Astelle, Markiz ile odada yalnız kaldı.

“Leydi Astelle, sizinle neden böyle aniden görüşmek istediğimi biliyor olmalısınız.” Theor'un gidişini izleyen Markiz, daha fazla dayanamayarak ağzını açtı. “Marianne yüzünden.”

“Leydi Marianne mi?”

“Evet öyle. Benim en büyük çocuğum.” Konuşurken biraz fazla rahattı.

“Majesteleri onu Maern Kalesi hapishanesine hapsetti.”

Bir düşününce, Marianne hala oradaydı. Astelle bir süredir orada olduğunu unutmuştu.

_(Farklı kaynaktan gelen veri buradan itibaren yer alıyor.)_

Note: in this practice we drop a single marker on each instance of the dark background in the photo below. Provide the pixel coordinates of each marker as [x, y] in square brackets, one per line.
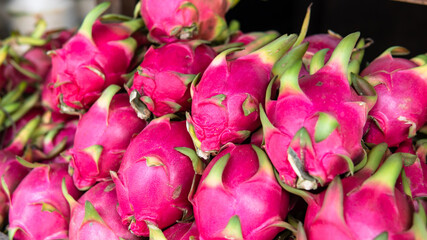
[387, 22]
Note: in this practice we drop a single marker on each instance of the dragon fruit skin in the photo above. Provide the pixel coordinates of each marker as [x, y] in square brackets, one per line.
[92, 217]
[363, 212]
[326, 128]
[415, 169]
[38, 199]
[88, 55]
[36, 61]
[225, 101]
[97, 150]
[65, 134]
[153, 166]
[182, 231]
[401, 108]
[166, 73]
[251, 41]
[11, 172]
[173, 20]
[321, 41]
[239, 187]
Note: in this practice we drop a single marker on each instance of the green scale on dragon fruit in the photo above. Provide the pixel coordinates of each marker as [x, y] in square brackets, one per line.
[174, 20]
[225, 101]
[94, 216]
[83, 68]
[313, 131]
[401, 109]
[413, 180]
[11, 171]
[238, 196]
[102, 136]
[159, 162]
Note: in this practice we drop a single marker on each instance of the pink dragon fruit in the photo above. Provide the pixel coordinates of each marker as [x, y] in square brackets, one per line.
[372, 209]
[11, 171]
[401, 108]
[92, 217]
[164, 77]
[415, 169]
[225, 101]
[38, 199]
[11, 132]
[182, 231]
[61, 137]
[157, 163]
[33, 68]
[97, 150]
[101, 52]
[239, 197]
[313, 130]
[173, 20]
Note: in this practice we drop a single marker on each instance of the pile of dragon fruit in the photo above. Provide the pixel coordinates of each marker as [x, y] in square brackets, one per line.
[174, 124]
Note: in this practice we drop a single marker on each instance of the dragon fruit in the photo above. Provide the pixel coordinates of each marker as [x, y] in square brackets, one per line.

Markiz öfkeye kapıldı. “Marianne 2 haftadan fazla bir süredir orada mahsur. Zavallı çocuğum…! Öyle bir yerde ne kadar acı çektiğini merak ediyorum…” Astelle’e sordu. “Leydi Astelle, lütfen Majestelerinden zavallı kızımı serbest bırakmasını isteyin.”

Fazla dobraydı. Sadece söz vermesini istiyordu ama Astelle’i zorlamaktan başka bir şey değildi bu. Kızı hapishanede kapana kısılmış haldeyken ailesi elbette perişan halde olurdu ama bu biraz ağırdı.